Interspecific hybridization is common in plants and animals, especially in waterfowl (Anatidae), which hybridize extensively (Johnsgard 1960; Randler 2008; Tubaro and Lijtmaer 2002). A principal factor contributing to hybridization in waterfowl occurs when one species is rare and the other is common in sympatry (Randler 2002)—otherwise known as the Hubbs Principle, or “Desperation Hypothesis” (Hubbs 1955), which predicts that with skewed mating opportunities the rarer species is more likely to mate with heterospecifics. Here we report adaptive introgression resulting from interspecific hybridization and backcrossing between two waterfowl species that presently coexist in broad sympatry and mixed flocks throughout the Andean highlands of South America.

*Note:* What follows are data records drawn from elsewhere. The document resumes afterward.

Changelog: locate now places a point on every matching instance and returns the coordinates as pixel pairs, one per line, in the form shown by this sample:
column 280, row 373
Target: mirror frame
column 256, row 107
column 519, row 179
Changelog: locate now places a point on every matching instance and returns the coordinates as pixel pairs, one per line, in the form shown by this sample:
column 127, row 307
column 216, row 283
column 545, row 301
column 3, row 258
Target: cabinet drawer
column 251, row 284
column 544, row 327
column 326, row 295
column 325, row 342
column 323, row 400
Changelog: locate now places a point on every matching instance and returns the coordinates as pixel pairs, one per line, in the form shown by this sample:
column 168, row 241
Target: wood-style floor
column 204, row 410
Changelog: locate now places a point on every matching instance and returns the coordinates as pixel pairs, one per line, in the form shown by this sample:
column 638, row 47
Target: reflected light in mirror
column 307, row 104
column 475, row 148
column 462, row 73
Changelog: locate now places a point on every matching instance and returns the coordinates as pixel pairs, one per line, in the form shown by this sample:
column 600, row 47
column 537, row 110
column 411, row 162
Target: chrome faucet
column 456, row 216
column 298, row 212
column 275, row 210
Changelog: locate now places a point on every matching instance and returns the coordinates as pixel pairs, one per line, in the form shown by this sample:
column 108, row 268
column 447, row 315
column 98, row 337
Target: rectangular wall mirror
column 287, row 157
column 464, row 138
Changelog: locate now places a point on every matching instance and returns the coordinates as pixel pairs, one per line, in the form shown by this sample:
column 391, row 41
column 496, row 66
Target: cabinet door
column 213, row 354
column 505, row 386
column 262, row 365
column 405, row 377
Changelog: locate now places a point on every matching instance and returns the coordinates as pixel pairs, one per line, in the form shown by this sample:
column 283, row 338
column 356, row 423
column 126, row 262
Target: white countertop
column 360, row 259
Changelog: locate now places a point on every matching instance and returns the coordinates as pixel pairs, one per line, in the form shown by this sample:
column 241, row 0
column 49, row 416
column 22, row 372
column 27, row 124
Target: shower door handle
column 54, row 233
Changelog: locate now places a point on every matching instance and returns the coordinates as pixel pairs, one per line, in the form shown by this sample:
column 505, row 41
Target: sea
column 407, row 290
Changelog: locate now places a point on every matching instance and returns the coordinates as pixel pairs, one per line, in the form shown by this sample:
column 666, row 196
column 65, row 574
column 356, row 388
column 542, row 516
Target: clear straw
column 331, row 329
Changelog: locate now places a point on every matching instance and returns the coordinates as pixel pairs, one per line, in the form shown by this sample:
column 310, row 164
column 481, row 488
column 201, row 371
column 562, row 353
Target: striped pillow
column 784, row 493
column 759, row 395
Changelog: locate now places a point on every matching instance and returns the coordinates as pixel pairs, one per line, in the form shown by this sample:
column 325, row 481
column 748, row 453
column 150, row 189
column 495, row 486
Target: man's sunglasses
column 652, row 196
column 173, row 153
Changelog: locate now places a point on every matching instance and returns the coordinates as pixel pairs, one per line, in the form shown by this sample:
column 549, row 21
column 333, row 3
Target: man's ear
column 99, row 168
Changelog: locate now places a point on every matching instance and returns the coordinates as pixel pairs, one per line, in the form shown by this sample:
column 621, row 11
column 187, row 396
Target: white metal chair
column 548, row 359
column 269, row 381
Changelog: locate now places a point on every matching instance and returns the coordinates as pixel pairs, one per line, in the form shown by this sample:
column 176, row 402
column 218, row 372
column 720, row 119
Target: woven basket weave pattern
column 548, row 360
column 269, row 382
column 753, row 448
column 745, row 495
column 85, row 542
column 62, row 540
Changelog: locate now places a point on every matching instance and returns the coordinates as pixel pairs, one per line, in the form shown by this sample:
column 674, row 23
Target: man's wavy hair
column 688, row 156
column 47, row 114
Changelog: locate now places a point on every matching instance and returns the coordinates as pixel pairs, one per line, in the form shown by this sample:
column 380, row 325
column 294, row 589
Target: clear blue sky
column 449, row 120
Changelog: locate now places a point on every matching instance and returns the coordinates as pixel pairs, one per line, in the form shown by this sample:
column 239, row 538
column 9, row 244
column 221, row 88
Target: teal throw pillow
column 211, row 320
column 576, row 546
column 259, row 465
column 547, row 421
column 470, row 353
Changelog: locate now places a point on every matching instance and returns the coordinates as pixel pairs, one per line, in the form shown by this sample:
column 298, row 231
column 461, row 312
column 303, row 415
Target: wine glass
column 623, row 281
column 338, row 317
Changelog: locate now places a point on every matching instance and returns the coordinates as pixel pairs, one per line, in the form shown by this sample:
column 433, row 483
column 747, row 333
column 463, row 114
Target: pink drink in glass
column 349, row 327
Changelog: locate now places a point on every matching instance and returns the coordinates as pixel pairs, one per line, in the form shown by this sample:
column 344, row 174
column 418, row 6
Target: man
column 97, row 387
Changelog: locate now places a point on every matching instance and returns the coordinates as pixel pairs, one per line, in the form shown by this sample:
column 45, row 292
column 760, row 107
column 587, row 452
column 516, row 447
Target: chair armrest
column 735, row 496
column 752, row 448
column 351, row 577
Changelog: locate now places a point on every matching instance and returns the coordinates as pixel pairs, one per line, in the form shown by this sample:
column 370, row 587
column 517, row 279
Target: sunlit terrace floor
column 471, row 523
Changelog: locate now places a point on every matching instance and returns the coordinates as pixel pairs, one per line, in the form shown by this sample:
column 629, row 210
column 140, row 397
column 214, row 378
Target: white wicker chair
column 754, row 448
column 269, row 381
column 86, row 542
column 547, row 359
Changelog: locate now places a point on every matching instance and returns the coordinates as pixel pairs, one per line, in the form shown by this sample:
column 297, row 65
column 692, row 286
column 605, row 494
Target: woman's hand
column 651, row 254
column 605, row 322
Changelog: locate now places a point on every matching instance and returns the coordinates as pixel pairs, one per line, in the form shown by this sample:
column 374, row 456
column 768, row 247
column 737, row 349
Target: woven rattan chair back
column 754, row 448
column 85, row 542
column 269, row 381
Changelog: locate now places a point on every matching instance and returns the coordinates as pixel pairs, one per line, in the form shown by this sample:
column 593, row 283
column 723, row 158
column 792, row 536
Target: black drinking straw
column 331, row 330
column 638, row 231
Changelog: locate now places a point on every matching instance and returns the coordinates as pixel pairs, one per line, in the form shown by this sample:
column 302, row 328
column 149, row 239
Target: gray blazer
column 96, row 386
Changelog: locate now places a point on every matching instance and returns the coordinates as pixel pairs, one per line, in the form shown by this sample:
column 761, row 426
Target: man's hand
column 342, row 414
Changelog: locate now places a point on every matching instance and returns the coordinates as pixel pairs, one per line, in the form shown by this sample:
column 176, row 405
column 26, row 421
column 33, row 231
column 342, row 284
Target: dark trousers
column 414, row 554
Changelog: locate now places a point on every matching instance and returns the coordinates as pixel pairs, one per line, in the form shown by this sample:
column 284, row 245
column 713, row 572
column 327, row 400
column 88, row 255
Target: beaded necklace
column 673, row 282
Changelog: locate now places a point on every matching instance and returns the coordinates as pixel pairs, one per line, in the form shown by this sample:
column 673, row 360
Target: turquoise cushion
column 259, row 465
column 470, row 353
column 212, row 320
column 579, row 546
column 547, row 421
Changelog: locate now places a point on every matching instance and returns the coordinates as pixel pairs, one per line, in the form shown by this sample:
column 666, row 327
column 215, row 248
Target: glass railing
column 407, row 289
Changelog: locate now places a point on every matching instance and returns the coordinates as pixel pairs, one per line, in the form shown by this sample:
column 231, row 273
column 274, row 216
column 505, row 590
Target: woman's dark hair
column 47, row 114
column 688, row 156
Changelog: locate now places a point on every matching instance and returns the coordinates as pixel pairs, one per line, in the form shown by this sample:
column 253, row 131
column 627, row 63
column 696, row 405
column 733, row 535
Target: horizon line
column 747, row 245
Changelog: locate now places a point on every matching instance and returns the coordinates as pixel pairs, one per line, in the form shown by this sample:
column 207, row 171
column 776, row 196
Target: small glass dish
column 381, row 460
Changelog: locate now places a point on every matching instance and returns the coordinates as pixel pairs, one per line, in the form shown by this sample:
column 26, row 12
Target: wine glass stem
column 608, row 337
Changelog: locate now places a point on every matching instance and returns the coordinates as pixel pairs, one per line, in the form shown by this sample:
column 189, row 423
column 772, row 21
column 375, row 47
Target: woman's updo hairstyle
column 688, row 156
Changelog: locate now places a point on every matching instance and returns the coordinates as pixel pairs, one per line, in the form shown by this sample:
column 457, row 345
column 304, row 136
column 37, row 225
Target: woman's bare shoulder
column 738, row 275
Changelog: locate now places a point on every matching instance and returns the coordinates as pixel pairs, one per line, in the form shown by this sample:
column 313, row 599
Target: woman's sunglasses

This is not the first documented hybridization between these species. In previously documented examples of hybridization between these two species on remote oceanic islands, one species was abundant and the other was extremely rare (McCracken and Wilson 2011; McCracken et al. 2013). Our finding of adaptive introgression in the Andean highlands raises the question about what a hybridization event leading to adaptive introgression might have looked like. If in the past, speckled teal were previously already established and abundant in the Andean highlands, whereas yellow-billed pintails were occasional sojourners to high altitude, scarcity of conspecific mating opportunities could possibly have contributed to hybridization and backcrossing between these two species following the range shift into a novel environment. Subsequent to adaptive introgression, yellow-billed pintails, unlike speckled teal, would not have had to wait for adaptive de novo mutations to enable successful colonization of high-altitude environments in the wake of such a founder event, but rather acquired beneficial alleles from the standing variation of another species that experienced a selective sweep at the same locus much earlier in its history, leading to faster evolution. This study of two Andean waterfowl thus illustrates an example of how adaptive introgression may be a frequently overlooked mechanism that species use to enhance their evolvability and adapt to a changing environment while still maintaining species integrity.


Introgression through hybridization is an important mechanism for genetic adaptation in plants and animals. In vertebrates, adaptation to hypoxic high-altitude conditions involves coordination of multiple molecular and cellular mechanisms, including selection on the HIF pathway and the blood-O2 transport protein Hb. Genetic variation within these genes has frequently been found to be a target of selection, in multiple organisms, and recent evidence indicates adaptive introgression played a role in Tibetan people, which exhibit high heritability for both %O2 saturation and Hb concentration. In this study, striking DNA sequence similarity and strong LD reflecting IBD in two Andean duck species is present across the entire β-globin cluster including both embryonic (HBE) and adult (HBB) paralogs. However, this was not the case for EPAS1 and or EGLN1. In the case of the β-globin, these similarities likely resulted from historical interbreeding between high-altitude populations of two different distantly-related species, and possibly at more than one time in history under similar selective influences coinciding with past founder events. We furthermore examined the direction of introgression and discovered that in the β globin, the speckled teal, the species with a deeper mtDNA divergence that first colonized high altitude earlier in history transferred adaptive variation to the yellow-billed pintail, the species with a shallower divergence that likely colonized high altitude more recently (not the reverse). Thus, the yellow-billed pintail received these variants through hybridization and may not have waited for de novo mutations to adapt to the high-altitude environment, but rather acquired beneficial alleles from the standing variation, albeit via another species with a similar genetic background, leading to faster evolution.